Sponsored by:

Comment, blog & share photos

Log in | Become a member
The Honolulu Advertiser
Posted on: Thursday, July 19, 2001

A sad time for Happy Valley folks as cafe burns

By Christie Wilson
Neighbor Island Editor

WAILUKU, Maui — A fire yesterday gutted a Happy Valley landmark that lived many lives in the small Wailuku community alongside 'Iao Stream.

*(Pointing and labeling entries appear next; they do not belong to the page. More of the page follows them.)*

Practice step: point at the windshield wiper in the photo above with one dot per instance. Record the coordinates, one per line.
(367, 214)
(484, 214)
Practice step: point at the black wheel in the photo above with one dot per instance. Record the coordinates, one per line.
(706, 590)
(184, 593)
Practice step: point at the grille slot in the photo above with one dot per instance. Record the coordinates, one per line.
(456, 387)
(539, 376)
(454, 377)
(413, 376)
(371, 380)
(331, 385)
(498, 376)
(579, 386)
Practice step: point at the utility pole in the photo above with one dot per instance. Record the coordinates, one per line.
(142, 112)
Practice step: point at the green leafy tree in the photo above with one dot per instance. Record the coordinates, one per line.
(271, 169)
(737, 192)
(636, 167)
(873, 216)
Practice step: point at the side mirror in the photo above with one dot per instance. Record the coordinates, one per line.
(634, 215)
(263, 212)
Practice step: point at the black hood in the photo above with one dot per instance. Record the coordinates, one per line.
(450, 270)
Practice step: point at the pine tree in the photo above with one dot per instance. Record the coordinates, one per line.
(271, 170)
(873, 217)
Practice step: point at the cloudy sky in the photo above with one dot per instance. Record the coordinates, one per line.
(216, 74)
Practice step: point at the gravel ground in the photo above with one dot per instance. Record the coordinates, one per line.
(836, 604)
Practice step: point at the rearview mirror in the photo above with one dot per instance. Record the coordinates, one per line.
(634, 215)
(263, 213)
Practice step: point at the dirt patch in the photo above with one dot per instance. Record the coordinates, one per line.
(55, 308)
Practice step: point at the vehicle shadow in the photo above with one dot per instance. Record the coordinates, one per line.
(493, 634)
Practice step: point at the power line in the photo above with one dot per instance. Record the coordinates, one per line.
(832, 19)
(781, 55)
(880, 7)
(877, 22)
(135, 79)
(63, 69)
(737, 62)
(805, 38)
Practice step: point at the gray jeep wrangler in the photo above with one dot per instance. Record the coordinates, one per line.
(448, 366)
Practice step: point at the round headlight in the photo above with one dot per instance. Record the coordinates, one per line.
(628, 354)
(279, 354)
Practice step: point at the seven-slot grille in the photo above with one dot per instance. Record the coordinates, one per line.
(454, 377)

The Happy Valley Cafe was gutted by fire early yesterday. The building previously housed Sam Sato's noodle house.

Christie Wilson • The Honolulu Advertiser

Old-timers recall that the unimposing wood-and-tin structure on North Market Street was once a Chinese restaurant, then a rowdy bar with a jukebox that played late into the night. It served at one time as an office supply business and again as a bar, then a series of humble restaurants.

Most on Maui know it as the former home of Sam Sato's famed noodle house, which moved in 1993 to updated quarters in The Millyard after 20 years in the former plantation town.

Its present occupant was the homestyle Happy Valley Cafe, which served breakfast and lunch daily.

Bad wiring is suspected in the 4:58 a.m. fire, which started in the kitchen. Damage is estimated at $200,000.

Happy Valley Cafe owners Paul and Freda Connelly said they thought someone was playing a joke on them when they got a call at their Pa'ia home about the fire. They raced down to find their 2-year-old business in ruins.

Fire inspector Leo Domingo examines the site of what old-timers remember as a chop-suey house, a raucous bar, an office supplier, another bar and a series of eateries.

Christie Wilson • The Honolulu Advertiser

Their friends at Paipala Church dropped by throughout the day to help clean up and remove dishes and other items that could be salvaged. Still-cold meat from the freezer was given away.

The pre-World War II building is still owned by members of the Sato family, Charles Toma and his wife, Lynne Sato Toma. "It's a landmark here. It's a shame," said Charles Toma as he visited the burned-out structure yesterday. "Luckily no one was hurt."

Across the street at the Banana Bungalow hostel, 20 to 30 guests were asleep when the fire erupted. "Smoke was everywhere and then the whole roof caught on fire," said bungalow worker Naomi Hoffman.

The cafe will be missed by the entire community, she said.